The construction industry has the responsibility to provide sustainable, future-proof places to live and work and make positive contributions to the natural world, says Stantec’s Georgina Knibbs.
Recent extreme weather headlines highlight the climate emergency more and more often. We have no time to waste but how do we know what exact actions to take? Climate change is intrinsically linked to biodiversity. By looking after and restoring biodiversity, habitats can provide important ecosystem service functions to help stabilise the climate.
Meanwhile, the UK government aims to solve the UK housing shortage by providing 300,000 new homes annually and the associated land use change is likely to be significant. Developers and professionals involved in projects need to protect the nature beneath and around every proposed development.
Legally binding commitments to biodiversity
Changes to the planning process have recently been set in motion and many new standards will be relevant to ongoing and future development projects. Legally binding targets have been set against four priority areas within the Environment Act – one being biodiversity, with a 10% biodiversity net gain (BNG) mandate on all major development projects.
Similarly with carbon emissions, we need to end emissions and invest in carbon capture. Land will be required to act as carbon ‘sinks’, through tree planting, habitat restoration or other technologies.
The Ministry for Housing, Communities and local government white paper set out proposals to reform the UK planning system. The proposed new planning bill seeks to simplify the planning process whilst creating great places for current and future generations. How this planning reform will align with BNG and net zero targets and contribute to the climate change agenda isn’t clear yet.
Considering the legal challenges
The Environment Act also adds a challenging dimension to the development process. This is particularly true for greenfield sites which have a relatively high baseline biodiversity value. Biodiversity offsetting, where land outside development site boundaries is used to compensate for unavoidable net losses within development sites, will be key to achieving a quantitative BNG. Identifying and acquiring such land in the long-term may continue to be ever-more demanding as land use change pressures develop over time.
Development projects also face the task of securing the long-term resources and funding so that habitat management plans are meaningful, with monitoring and measurement against pre-development objectives.

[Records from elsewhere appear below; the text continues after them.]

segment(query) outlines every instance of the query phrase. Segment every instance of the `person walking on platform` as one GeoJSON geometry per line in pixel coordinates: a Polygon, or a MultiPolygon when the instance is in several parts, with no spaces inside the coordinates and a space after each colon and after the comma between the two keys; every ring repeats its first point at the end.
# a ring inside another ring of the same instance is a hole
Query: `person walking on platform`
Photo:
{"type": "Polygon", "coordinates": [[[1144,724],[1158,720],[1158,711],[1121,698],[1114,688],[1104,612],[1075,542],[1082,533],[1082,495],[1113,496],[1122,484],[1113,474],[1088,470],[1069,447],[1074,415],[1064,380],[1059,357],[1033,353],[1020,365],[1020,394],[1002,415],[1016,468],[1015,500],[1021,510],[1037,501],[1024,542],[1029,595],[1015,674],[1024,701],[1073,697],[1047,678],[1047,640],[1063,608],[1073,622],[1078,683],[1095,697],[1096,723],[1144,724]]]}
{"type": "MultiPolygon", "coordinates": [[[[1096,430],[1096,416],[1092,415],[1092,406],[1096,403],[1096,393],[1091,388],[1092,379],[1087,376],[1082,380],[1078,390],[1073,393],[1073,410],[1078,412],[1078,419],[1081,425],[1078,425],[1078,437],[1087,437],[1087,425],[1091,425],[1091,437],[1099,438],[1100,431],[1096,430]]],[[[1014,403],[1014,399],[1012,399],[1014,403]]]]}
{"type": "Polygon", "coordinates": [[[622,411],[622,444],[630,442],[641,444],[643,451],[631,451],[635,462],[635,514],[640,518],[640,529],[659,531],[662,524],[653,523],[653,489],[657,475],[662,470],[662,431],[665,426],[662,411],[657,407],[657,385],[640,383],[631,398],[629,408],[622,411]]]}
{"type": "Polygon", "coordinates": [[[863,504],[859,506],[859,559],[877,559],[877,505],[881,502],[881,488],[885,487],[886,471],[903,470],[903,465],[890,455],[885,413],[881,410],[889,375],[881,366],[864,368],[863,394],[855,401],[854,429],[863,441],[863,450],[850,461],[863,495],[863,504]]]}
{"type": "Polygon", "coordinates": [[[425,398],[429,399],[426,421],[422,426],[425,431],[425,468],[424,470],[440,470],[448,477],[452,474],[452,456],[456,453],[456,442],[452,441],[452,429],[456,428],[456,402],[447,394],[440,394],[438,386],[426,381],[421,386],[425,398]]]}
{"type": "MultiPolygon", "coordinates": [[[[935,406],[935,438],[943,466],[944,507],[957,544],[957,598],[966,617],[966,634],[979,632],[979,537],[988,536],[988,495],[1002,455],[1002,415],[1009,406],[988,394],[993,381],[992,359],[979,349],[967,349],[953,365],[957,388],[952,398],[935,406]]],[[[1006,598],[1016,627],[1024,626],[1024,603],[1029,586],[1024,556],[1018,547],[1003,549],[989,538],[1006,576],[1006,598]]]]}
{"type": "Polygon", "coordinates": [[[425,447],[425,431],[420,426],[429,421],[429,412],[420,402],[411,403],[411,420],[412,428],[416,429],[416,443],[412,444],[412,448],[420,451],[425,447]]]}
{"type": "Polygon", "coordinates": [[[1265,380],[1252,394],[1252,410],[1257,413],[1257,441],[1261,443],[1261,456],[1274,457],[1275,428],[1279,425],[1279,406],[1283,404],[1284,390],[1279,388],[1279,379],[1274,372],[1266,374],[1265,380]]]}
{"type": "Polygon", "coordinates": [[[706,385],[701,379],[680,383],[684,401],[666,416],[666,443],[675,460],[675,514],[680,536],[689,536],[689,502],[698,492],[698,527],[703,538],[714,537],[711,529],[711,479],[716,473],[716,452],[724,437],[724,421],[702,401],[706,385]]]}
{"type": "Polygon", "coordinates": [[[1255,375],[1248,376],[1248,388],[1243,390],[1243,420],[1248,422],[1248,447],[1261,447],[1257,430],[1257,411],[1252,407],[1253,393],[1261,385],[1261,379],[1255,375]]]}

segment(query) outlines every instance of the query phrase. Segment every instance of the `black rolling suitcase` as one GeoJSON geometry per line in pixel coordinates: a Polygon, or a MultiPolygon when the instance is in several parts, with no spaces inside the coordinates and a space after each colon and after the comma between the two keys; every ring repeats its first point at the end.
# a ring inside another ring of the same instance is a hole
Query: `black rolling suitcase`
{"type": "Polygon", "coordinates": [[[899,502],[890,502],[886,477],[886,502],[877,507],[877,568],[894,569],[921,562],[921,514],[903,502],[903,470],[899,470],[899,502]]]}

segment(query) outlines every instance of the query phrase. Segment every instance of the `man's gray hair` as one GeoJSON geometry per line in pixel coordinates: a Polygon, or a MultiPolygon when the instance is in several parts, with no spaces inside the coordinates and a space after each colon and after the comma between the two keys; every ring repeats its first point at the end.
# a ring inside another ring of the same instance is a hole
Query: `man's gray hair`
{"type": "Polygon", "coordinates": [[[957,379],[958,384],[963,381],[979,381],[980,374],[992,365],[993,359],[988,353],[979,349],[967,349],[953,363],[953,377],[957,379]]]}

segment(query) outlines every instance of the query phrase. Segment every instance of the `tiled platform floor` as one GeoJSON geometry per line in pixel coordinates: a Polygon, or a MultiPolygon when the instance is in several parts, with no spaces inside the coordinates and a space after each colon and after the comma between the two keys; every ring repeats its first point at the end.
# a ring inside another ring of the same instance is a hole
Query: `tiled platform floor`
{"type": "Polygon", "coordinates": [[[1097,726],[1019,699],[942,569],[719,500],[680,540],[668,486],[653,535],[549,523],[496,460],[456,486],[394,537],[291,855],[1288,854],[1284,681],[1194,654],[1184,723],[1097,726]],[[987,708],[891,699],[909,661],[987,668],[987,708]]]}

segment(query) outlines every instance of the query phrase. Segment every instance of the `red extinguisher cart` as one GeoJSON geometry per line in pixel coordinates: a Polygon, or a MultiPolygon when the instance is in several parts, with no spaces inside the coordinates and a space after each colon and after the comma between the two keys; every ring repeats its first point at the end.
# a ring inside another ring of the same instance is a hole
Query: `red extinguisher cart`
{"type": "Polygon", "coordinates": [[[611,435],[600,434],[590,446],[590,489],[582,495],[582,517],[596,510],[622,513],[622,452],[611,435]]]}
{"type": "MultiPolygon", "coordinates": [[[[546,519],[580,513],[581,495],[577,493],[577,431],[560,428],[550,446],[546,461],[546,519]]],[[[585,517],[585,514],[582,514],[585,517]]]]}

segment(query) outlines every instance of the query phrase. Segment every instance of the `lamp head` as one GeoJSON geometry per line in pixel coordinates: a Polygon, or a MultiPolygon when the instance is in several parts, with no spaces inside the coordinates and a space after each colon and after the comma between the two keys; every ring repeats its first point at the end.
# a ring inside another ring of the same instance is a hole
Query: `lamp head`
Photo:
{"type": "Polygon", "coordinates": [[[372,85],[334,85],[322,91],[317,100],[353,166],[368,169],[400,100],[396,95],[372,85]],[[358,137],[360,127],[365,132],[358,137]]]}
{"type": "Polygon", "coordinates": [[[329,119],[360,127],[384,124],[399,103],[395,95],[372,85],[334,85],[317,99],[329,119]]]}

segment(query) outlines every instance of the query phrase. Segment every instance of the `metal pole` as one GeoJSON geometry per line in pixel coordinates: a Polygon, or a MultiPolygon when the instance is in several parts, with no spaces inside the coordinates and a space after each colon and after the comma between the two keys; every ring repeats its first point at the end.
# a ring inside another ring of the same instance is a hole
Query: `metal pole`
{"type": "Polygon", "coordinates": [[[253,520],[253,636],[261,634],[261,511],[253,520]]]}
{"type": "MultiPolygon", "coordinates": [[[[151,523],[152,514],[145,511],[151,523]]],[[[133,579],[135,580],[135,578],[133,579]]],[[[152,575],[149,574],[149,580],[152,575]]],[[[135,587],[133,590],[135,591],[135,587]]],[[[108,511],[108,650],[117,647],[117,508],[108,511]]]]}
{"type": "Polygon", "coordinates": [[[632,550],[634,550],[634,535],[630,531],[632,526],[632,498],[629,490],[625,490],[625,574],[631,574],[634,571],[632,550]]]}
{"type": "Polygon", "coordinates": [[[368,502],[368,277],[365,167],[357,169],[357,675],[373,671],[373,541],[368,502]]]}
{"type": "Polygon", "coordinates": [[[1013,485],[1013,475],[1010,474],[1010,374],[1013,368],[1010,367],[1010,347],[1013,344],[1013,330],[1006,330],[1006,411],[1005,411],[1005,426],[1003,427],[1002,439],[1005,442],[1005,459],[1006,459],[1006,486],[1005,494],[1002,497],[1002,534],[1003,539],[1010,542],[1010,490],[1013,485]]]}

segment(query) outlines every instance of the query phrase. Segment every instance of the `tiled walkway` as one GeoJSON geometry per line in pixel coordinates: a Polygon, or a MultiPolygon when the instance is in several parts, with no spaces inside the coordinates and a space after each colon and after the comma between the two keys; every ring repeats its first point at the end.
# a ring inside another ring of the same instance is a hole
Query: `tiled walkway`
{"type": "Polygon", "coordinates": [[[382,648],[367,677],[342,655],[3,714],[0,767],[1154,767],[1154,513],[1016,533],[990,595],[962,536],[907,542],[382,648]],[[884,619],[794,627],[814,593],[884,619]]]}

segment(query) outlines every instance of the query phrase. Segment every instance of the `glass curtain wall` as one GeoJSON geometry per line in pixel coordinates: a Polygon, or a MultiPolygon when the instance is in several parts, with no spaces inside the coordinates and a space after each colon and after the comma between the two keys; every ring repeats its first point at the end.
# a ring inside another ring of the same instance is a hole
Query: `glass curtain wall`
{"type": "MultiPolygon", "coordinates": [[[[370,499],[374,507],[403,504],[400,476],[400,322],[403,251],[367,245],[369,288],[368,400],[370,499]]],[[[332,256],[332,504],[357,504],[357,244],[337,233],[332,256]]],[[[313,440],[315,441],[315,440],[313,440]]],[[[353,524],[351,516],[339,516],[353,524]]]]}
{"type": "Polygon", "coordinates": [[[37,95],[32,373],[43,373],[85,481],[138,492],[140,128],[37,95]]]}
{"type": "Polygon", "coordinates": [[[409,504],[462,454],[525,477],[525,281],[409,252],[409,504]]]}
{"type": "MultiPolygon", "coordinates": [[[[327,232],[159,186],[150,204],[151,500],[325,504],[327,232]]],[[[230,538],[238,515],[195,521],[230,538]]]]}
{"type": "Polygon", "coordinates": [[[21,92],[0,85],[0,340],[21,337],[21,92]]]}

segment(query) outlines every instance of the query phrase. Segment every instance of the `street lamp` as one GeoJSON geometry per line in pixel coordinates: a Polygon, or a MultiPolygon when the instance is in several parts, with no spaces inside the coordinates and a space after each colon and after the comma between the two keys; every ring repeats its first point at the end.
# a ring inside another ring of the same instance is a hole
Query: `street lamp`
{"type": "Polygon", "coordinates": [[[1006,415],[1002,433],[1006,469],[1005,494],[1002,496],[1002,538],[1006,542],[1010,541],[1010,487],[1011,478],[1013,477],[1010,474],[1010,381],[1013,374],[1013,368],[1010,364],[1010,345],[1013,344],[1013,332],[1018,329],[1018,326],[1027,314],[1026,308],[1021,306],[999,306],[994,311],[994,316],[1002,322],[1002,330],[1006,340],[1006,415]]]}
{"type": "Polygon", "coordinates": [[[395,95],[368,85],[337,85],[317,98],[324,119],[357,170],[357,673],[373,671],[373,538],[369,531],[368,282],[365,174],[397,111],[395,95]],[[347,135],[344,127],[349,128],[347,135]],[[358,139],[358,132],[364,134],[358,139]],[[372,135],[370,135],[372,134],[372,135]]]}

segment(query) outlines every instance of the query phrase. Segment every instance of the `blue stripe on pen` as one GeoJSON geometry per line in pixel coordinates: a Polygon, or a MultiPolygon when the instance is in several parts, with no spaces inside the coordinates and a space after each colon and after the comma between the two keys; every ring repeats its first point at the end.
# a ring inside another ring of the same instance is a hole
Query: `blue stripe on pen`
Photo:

Luckily, these habitats created to achieve BNG will in most cases act as carbon sinks and therefore contribute to the net national zero strategy.
Stick to six principles as a guide
The pressing climate and biodiversity emergency - confounded with policy changes, targets, legislation and assessment methods - can appear overwhelming. But designing with biodiversity and climate change in mind can be simplified irrespective of requirements, by following six principles.
1. Keep it locally relevant
By considering a project’s geographical location, local biodiversity targets (e.g., Biodiversity Action Plans) and native species, a design can bring meaningful biodiversity improvements. One example is house sparrows, who thrive in dense hedges, shrub planting and bird boxes that can be fixed onto the eaves of new buildings. Designs for developments in urban centres may be best focussed on such bird species.
2. Consider ecological functionality
Wildlife requires a range of physical and environmental conditions to thrive. Incorporating features useful for shelter, breeding, feeding and travelling, can sustain wildlife within a development site. Positioning bug hotels in sunny aspects close to water sources and flower-rich planting is the best way to encourage pollinators to colonise the site.
3. Connect habitats
New developments should connect green infrastructure next to the site and in the local vicinity to extend existing habitats and provide a resilient network for biodiversity intertwined with the built environment. One example is a green corridor of hedgerows and tree planting within a site masterplan to connect two offsite wooded areas. Without this, these two areas would be isolated from each other.
4. Design multifunctioning spaces
In urban centres, new developments can jostle for space so other features must be as multifunctioning as possible. Green infrastructure needs to deliver biodiversity value whilst contributing to other ecosystem services. For example, sustainable urban drainage features can be designed to support aquatic wildlife, channel and filter surface water run-off, capture carbon and even act as play spaces for children.
5. Get the community involved
Studies have linked nature to reduced depression and blood pressure, lower stress and other benefits. When residents feel good in their green surroundings, it should encourage stewardship to protect the local environment into the future. By consulting local people on priorities during the design stages, developers can build up a sense of community legacy.
6. Future proof for climate change
Places must be designed to last and function well into the future, in the face of predicted local climate change, not only in the materials used, but the green spaces planted. In some cases, a planting mix incorporating Mediterranean species, rather than UK native plants, will help the area deal with future possible drought conditions.
Connecting biodiversity and ecosystem services allows developers to design multifunctional new places with positive influence on the local environment. By designing with a few fundamental principles in mind, biodiversity gains on a site can be secured well into the future and not just on completion of a project. If we take the right steps now, we contribute to the long-term climate change targets being set at COP26 and in the future.
Georgina Knibbs is a principal ecologist at Stantec.